Exposures and outcomes

The primary outcome was a primary referral of the TBI patient to the specialised centre. For this primary analysis, the mode of entry (‘GP/HCP’, ‘112-call’ or ‘Unreferred’) into the health care system was regarded as exposure. In the subgroup of patients with confirmed intracranial lesions (all concussion ICD-10 codes excluded), the secondary outcomes were crude all-cause mortality and relative risks of death at days 1, 7, 30, 90 and 365. To describe the association between direct admission to a specialised centre and survival in this subgroup of patients, we performed an analysis using the place of primary referral (regional hospital or specialised centre) as exposure and mortality as outcome.

Statistical methods

Continuous data are presented as means with 95% confidence intervals (95% CI) or medians with interquartile ranges [IQR] according to distribution. Categorical data are presented as numbers and proportions. For comparison between groups, the chi-squared test was applied for categorical data, while the two-sample t-test and Kruskal–Wallis test were used for continuous data.

Adjusted risk ratios were calculated by binary regression analysis using the specific risk ratio command with necessary transformations.

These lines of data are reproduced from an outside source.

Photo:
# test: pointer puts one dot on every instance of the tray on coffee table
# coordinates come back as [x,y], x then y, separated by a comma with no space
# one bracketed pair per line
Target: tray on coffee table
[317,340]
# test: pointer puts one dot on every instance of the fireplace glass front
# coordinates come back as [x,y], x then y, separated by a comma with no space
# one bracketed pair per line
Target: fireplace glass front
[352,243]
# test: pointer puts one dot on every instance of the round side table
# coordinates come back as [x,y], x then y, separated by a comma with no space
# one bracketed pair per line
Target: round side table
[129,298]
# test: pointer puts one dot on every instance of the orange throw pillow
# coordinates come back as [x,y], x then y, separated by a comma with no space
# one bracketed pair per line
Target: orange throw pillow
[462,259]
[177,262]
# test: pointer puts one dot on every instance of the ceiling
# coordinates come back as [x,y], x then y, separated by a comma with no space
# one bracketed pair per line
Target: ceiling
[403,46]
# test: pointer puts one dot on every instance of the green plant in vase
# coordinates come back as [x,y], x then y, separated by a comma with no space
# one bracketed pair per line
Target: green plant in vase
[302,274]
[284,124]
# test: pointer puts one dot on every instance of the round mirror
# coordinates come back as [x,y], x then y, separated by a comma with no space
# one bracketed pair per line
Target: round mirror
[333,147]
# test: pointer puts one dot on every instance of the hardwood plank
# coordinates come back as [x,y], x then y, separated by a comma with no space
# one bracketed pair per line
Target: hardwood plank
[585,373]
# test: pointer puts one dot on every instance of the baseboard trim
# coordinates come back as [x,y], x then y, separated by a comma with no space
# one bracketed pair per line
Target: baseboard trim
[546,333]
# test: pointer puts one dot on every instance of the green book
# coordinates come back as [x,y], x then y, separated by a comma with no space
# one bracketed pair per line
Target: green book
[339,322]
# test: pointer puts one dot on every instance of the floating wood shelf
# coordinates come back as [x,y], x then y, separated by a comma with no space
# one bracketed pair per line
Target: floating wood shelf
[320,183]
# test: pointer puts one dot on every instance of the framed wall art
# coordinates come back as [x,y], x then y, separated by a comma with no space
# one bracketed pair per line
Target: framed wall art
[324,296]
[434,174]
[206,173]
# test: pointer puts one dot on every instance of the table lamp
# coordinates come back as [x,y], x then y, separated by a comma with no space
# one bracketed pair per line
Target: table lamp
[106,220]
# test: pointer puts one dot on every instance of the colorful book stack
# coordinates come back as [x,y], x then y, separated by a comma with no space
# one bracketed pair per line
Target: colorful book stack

The primary analysis on all TBI cases investigated the association between the mode of entry (GP/HCP, 112-call or unreferred) and primary referral to the specialised centre. Secondary analyses investigated the association between the place of primary referral and mortality in TBI cases with a confirmed intracranial lesion. In both analyses, the following covariates were adjusted: age as a continuous variable, sex as a dichotomous variable (male/female). The following categorical variables were also adjusted: CCI score, antiplatelet/anticoagulant treatment and type of intracranial lesion (epidural haemorrhage, subdural haemorrhage, subarachnoid haemorrhage, cerebral contusion and other injuries). In the sensitivity analysis, the GCS score was introduced as a categorical variable according to the stratifications of mild (GCS 14–15), moderate (GCS 9–13) and severe (GCS 3–8) TBI.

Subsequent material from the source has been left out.